As none of the native social networking sites have ability to support these compliance requirements, project managers, IT and Security have been having their own discussions. Third party vendors have been identified, requirements outlined, demo after demo watched, pilots launched, RFPs written and evaluated, matrixes comparing vendors developed and analyzed, budgets submitted, resources assigned and contacts negotiated. In some cases, upward of 30 people from within the enterprise have been involved in all these conversations. No wonder the compliance professional had heard about “PAC files”.
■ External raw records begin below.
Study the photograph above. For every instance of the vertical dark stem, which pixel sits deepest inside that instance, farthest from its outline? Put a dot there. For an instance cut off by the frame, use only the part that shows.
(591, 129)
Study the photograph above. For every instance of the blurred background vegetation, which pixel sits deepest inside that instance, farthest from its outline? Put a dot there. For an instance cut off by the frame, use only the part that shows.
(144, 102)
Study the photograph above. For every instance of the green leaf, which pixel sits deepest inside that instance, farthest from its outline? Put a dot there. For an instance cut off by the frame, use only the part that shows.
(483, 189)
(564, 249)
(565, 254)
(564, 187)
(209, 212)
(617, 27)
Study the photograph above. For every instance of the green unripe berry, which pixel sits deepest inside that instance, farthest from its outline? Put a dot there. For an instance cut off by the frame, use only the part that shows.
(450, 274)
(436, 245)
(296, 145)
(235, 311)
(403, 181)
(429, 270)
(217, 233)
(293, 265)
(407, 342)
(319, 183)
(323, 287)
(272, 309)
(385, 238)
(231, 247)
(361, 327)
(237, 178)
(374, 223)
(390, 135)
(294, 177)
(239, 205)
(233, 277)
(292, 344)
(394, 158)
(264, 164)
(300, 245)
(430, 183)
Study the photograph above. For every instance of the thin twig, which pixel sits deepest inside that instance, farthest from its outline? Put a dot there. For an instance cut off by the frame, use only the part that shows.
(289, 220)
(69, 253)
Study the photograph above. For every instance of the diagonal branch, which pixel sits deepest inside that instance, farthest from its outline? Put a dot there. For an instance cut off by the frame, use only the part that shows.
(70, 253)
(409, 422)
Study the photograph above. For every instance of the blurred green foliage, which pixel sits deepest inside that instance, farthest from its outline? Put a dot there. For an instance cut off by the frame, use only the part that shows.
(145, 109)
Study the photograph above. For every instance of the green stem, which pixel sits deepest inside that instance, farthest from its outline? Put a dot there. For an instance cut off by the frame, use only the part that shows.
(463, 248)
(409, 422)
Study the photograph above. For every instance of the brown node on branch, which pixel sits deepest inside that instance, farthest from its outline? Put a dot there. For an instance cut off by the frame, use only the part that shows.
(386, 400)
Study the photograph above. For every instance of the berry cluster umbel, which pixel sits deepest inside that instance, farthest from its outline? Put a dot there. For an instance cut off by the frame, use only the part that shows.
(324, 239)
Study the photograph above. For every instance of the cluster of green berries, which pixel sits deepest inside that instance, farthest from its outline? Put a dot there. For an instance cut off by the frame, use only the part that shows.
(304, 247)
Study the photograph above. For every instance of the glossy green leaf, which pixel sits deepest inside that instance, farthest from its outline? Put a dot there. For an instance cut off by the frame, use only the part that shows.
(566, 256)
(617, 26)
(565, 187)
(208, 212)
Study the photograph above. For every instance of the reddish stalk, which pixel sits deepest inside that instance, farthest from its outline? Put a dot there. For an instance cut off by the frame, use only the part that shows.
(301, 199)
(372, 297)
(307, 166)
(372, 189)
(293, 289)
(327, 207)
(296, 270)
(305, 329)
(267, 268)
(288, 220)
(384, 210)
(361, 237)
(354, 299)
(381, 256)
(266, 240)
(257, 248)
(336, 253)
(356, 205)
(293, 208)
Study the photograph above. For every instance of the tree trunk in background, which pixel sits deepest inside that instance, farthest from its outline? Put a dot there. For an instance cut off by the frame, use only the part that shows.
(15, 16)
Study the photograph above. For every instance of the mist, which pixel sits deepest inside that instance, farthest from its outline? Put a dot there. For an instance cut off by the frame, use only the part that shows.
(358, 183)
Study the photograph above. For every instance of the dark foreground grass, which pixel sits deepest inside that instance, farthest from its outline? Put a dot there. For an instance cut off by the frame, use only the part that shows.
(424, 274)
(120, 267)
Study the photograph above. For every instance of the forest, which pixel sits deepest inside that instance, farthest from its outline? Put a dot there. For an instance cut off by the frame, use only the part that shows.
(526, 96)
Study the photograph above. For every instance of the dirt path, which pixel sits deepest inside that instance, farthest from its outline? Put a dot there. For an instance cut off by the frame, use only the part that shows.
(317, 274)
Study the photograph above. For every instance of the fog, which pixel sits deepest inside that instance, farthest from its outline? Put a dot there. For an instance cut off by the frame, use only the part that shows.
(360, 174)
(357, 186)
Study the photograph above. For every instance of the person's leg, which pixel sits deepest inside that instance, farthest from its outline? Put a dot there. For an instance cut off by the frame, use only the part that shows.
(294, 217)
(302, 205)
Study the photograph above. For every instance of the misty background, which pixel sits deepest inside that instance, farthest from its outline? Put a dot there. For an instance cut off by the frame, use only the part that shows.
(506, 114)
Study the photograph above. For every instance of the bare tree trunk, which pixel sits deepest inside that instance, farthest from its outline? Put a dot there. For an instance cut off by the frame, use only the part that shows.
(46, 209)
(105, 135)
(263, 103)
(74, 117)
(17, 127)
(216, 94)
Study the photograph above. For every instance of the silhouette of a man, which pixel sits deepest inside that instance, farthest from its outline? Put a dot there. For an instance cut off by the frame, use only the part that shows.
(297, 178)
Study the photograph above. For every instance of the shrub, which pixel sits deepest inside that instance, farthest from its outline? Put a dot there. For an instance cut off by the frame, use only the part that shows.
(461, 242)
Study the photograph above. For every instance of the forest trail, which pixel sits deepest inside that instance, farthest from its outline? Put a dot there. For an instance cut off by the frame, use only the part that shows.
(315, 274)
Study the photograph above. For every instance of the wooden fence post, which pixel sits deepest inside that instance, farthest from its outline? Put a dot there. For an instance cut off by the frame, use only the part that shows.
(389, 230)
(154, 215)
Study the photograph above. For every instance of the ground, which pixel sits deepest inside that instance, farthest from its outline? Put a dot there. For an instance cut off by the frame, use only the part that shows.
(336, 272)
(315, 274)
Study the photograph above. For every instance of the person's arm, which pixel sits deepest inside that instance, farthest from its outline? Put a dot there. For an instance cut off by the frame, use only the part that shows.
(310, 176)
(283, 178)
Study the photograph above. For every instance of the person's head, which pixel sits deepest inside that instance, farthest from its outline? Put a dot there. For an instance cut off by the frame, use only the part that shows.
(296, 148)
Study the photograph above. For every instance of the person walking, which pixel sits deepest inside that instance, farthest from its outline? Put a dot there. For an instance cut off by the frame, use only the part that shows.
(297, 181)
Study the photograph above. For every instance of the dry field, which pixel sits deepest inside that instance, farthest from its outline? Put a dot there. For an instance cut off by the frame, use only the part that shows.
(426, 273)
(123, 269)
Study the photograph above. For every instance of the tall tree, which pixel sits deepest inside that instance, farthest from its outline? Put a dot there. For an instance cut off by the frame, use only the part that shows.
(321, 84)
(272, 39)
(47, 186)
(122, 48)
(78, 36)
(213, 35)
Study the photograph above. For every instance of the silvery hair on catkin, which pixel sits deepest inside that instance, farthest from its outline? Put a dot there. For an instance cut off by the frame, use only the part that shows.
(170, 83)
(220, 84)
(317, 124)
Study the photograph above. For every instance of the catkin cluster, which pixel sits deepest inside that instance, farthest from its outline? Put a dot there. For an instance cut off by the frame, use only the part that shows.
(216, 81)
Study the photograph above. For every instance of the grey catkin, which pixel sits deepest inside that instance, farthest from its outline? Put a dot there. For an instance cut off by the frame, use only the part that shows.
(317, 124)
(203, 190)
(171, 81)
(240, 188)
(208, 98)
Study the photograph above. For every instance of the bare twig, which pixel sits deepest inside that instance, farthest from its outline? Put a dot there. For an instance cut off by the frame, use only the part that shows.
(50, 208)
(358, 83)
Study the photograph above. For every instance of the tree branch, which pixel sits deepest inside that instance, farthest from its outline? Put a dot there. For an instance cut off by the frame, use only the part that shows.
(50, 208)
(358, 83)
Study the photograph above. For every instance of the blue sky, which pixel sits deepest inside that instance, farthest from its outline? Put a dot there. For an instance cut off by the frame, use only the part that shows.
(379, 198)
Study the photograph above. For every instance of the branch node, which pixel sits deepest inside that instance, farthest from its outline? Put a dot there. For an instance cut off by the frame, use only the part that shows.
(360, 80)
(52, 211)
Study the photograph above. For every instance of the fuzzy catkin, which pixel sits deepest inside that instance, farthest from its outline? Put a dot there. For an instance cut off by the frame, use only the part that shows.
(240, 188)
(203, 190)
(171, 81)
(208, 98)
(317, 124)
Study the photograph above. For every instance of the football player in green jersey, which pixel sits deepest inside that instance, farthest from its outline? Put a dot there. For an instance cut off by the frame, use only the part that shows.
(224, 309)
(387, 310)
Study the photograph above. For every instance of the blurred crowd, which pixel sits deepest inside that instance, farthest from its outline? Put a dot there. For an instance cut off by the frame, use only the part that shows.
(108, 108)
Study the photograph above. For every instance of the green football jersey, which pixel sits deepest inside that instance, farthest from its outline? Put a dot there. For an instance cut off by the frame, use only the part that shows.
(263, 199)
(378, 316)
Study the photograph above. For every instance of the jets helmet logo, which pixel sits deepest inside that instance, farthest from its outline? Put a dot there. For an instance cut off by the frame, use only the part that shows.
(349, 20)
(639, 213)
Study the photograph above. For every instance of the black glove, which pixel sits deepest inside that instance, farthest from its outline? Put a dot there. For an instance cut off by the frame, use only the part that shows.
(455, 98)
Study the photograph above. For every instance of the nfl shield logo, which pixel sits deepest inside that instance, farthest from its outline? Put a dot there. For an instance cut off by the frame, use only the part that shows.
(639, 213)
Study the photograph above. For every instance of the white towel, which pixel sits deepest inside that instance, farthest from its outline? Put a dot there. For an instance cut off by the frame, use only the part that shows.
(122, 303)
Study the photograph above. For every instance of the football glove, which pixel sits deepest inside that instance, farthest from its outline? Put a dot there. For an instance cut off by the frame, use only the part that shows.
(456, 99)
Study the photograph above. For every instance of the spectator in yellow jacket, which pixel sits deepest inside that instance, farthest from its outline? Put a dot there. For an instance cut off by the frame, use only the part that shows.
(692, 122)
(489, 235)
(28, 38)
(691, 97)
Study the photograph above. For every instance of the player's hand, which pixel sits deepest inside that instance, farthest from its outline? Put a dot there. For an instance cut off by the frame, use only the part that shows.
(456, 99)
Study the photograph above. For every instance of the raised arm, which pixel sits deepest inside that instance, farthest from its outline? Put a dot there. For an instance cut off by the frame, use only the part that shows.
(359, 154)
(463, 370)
In the meantime, the lines of business, marketing departments, investor relations, human resources, research, customer service, and savvy financial advisors are chomping at the bit to start using social media to nurture existing relationships, attract new clients, build brand awareness, share information, do recruiting and conduct research. Maybe they have heard the statistics: more than 47% of Boomers use social media in some form (Forrester Research, June 2011) and the heaviest users of social media, Gen Y (ages 18-30) hold more than $2.4 trillion in personal income and by 2025 will control more than 46% of the personal wealth in the United State (Javelin Research). They want to speak to the language of their clients and prospects. Or maybe, they have heard the stories about how financial advisors are beginning to generate business. Like the advisor at a large broker-dealer who captured a new $2 million dollar account after noticing that a LinkedIn connection had retired. Or the advisor who attracted a $1 million prospect after only 96 tweets and with only 51 followers.
So now that you ensured that your firm will be in compliance with the rules and regulations and you have decided which technology solution to use, let’s change the conversation. Let’s talk about training, integrated marketing, content strategy and measurement. And how you will begin to support your Financial Advisers’ use of social media to build their business.